A little later, 'Afraid Of Everyone's indelible mellifluousness treks under a haunting, bashful wall of Tindersticks-type goodness. "Venom radio, venom television... I defend my family with my orange umbrella, I'm afraid of everyone; With my shiny new star-spangled tennis shoes on, I'm afraid of everyone," he shivers, via what is seemingly a dig at Western media's putative motive to coerce humankind into isolation. "I don't have the drugs to sort it out," one verse reruns. Because no substance is a remedy for this uncertain dismay.
It's in 'Bloodbuzz Ohio' - a lustrous thump of silvery determination - that Berninger's maturation in vocal is really evident, sapping any crumble of Leonard Cohen's also humble murmur.
'Lemonworld' - "Lay me on the table, put flowers in my mouth; And we can say that we invented a summer-lovin' torture party." - is a Wilco keys-ferried swash of categorical panorama. Like 'Fake Empire' of 'Boxer', Berninger asks you to forget all your troubles, suppose that the world is flawless, just "try to find something on this thing that means nothin'". 'Lemonworld' needs to be listened to on Hampstead Heath or somewhere, and in the June sunshine to boot.
See, there is no-one definitive hypothesis that 'High Violet' drives at, but more a collage of possibility and observation. Yet at the same time, it seems to run in the only order it should. If 'Afraid Of Everyone' casts you down, 'Lemonworld' is the perfect antitoxin.
'Conversation 16' takes after 'Lemonworld' in terms of its breezy resonance, but in actuality it's a story of a man, Berninger himself for all one knows, unwillingly going through life as a prototypical partner. "It's a Hollywood summer, you never believe the shitty thoughts I think; Meet our friends out for dinner... Try to hold it together 'til our friends are gone," yet he wants "to be more romantic" and "believe in everything you believe". Ultimately, however, he fears the ritual of everydaydom will confiscate his self until he turns into a stock-still zombie, the chorus running: "I was afraid I'd eat your brains, 'cause I'm evil."
And 'England' is probably the greatest National song, like, ever. Drop-dead piano, strings-hefty wallpaper, such glorious strains of grandeur; It's 'Heart Of Gold' for the 21st century. Further, it's quite typical of Berninger to have elected this track to be more foggy than ever on. It's the kind of tune you want to handle with kid gloves and not over-entertain.

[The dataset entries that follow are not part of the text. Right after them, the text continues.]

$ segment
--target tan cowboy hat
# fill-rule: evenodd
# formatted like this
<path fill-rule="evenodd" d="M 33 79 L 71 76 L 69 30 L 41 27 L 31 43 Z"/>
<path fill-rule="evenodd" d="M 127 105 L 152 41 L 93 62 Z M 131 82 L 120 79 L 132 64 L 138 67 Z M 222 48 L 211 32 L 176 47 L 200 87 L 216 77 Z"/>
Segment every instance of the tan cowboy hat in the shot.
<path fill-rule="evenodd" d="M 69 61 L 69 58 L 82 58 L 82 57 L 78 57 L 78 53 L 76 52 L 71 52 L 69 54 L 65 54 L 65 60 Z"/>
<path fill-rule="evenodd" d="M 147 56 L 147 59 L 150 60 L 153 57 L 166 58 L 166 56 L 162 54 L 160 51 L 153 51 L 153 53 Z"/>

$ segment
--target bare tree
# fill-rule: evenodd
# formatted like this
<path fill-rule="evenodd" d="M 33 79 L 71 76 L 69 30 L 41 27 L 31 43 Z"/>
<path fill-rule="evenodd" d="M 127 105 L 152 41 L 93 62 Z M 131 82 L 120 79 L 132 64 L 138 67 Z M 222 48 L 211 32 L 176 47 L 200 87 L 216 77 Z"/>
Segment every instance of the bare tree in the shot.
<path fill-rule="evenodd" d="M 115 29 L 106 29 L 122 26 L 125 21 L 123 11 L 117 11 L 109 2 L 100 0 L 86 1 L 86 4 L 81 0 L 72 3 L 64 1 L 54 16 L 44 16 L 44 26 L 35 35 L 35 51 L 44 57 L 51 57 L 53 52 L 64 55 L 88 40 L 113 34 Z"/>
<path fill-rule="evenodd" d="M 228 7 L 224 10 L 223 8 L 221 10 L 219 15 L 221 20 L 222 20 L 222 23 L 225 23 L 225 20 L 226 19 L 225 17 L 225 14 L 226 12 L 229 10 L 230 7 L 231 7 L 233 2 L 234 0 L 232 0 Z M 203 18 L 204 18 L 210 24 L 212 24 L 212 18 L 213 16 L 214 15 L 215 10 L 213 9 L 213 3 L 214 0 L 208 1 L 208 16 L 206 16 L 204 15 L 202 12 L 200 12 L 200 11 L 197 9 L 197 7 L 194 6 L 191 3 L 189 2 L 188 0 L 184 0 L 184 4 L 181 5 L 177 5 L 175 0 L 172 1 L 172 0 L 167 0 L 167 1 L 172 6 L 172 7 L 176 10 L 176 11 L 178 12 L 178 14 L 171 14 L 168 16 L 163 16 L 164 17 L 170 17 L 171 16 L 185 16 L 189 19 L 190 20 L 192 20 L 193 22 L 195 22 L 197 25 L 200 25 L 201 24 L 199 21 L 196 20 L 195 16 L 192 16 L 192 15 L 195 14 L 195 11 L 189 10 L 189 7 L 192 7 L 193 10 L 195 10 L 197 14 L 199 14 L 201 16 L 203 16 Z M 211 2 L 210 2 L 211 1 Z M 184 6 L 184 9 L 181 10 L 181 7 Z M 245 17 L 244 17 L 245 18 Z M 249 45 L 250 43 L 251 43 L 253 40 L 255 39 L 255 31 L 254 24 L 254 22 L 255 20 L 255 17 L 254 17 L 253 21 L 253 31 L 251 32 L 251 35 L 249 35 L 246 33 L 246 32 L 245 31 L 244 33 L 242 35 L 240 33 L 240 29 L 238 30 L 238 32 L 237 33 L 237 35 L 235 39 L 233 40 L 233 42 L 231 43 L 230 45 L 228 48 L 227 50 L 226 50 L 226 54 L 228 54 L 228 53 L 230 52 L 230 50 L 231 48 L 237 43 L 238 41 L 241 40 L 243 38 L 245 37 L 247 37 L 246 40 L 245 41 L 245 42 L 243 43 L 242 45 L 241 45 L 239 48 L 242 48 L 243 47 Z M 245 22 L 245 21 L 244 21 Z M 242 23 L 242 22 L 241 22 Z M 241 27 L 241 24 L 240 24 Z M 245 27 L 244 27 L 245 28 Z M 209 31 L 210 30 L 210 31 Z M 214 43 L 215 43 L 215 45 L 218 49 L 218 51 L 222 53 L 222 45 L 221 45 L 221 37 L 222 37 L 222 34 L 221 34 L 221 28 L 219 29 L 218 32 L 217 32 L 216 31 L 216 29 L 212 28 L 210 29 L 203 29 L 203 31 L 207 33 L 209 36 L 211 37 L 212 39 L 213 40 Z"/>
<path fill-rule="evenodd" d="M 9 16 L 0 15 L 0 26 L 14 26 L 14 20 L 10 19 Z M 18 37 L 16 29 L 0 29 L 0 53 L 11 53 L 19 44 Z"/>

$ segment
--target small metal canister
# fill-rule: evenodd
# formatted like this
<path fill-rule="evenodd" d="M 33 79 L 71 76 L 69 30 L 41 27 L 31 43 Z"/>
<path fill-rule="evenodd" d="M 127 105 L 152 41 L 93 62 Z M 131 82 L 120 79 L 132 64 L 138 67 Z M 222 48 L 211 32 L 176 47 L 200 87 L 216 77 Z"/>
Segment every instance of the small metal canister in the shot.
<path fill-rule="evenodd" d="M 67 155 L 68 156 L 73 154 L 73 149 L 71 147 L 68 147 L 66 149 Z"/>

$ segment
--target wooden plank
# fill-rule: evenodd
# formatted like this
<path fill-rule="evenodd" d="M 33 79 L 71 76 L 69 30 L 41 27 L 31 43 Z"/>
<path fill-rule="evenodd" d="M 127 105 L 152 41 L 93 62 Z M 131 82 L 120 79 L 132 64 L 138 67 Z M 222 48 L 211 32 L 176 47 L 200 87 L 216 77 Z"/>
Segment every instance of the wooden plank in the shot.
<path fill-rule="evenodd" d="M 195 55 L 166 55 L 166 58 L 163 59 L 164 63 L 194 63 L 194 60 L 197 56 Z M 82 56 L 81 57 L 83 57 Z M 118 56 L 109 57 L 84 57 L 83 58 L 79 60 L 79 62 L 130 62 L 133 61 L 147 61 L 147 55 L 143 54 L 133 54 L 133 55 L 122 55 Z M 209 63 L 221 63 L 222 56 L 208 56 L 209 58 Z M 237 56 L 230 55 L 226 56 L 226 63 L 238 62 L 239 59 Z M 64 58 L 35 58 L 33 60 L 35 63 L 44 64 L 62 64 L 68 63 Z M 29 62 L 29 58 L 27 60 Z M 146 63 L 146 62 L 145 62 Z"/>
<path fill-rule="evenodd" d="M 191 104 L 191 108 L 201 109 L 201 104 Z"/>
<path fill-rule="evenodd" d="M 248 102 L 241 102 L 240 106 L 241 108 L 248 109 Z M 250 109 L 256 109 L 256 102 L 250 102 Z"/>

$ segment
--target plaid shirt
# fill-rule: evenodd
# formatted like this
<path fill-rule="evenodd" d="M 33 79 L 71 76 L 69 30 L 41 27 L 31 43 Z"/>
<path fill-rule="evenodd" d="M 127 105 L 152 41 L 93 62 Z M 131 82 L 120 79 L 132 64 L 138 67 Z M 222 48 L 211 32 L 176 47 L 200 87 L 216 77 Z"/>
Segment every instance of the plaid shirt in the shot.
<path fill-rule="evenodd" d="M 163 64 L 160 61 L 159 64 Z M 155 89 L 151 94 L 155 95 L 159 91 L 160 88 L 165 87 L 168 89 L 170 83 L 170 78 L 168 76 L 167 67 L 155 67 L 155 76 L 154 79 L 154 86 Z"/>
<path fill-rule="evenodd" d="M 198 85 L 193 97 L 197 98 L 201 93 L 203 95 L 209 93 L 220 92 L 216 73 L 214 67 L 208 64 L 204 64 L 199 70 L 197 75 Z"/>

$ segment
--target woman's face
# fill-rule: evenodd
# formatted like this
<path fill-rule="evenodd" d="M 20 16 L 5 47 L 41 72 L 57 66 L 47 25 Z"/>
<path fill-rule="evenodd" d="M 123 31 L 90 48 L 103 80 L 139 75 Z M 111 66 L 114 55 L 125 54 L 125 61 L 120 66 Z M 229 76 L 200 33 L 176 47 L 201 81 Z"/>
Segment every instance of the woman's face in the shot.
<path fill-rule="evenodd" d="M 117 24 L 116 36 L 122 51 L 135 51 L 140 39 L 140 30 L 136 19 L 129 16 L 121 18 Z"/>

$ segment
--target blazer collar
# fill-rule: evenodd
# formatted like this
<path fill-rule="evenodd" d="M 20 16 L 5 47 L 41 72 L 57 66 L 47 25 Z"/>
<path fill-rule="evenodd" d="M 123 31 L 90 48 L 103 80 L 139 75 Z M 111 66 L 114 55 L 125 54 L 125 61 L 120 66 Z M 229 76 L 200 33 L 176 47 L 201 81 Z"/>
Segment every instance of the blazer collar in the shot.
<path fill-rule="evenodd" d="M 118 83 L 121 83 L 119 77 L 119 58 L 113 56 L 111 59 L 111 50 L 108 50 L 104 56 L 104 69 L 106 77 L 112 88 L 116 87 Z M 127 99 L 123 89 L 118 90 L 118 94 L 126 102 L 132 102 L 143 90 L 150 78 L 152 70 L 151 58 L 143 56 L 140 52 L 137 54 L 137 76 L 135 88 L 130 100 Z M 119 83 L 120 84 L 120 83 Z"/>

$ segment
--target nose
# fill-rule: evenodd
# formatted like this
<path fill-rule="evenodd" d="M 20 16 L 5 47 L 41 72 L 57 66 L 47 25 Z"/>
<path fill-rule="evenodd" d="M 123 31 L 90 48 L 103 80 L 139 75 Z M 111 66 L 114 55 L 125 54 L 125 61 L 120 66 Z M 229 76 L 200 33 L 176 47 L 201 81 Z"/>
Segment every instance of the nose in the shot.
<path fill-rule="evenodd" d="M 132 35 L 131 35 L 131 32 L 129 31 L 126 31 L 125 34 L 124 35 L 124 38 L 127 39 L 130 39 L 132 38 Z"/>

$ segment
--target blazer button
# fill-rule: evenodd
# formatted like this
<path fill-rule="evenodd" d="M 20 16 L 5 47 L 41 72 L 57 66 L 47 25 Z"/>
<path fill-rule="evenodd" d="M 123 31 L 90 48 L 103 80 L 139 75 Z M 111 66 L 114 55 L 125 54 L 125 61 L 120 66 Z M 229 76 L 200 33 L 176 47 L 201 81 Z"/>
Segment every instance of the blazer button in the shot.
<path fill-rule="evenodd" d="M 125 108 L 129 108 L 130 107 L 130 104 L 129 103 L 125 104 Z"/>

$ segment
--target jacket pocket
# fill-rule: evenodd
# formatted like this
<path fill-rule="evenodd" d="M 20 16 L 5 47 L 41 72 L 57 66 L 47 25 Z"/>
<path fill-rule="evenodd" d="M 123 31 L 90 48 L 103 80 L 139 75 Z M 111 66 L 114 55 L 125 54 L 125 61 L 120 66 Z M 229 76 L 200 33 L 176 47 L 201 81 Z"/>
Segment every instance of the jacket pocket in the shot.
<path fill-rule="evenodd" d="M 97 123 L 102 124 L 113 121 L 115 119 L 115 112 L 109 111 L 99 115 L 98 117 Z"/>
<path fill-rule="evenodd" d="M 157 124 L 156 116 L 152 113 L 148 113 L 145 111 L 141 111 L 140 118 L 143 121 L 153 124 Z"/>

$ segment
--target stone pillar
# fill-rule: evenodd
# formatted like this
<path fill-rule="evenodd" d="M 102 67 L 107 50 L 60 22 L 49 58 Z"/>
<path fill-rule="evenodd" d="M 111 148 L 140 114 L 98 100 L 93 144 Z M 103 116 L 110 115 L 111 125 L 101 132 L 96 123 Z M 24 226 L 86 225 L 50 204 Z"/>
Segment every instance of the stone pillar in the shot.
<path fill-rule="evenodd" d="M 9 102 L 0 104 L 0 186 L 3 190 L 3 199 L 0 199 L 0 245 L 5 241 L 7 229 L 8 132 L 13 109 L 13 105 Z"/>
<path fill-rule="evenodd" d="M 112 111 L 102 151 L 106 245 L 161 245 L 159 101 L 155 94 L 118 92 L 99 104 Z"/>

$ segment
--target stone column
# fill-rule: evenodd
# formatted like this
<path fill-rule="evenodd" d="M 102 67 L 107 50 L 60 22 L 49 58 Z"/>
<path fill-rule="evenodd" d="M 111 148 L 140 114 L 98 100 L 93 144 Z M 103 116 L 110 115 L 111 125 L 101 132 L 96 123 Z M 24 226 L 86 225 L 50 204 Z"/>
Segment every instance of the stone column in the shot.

The finale, 'Vanderlyle Crybaby Geeks', is another heartwarmer. "Leave your home, change your name, live alone, eat your cake," he starts atop almost laughably glamorous soft rock that even Coldplay have yet to hew, possibly recapping Don Draper's rise to branding the Food Network. What 'Vanderlyle' (another brilliantly made-up National song title) apparently becomes, however, is an instruction that despite the ecstasy and innocence and concern and anxiety that's been spoken before and right here, that is wholly what existence is.
'High Violet' tows you in many directions throughout; some stirring, some antsy. But this gnawingly honest spread - via umpteen, classically wary lines and the forwardness of sound that this band are worthy of Olympic medals for - is what makes 2010 the year of The National. Knowing Berninger though, that means a whole lotta tension as well as elation. And a great sixth album, too.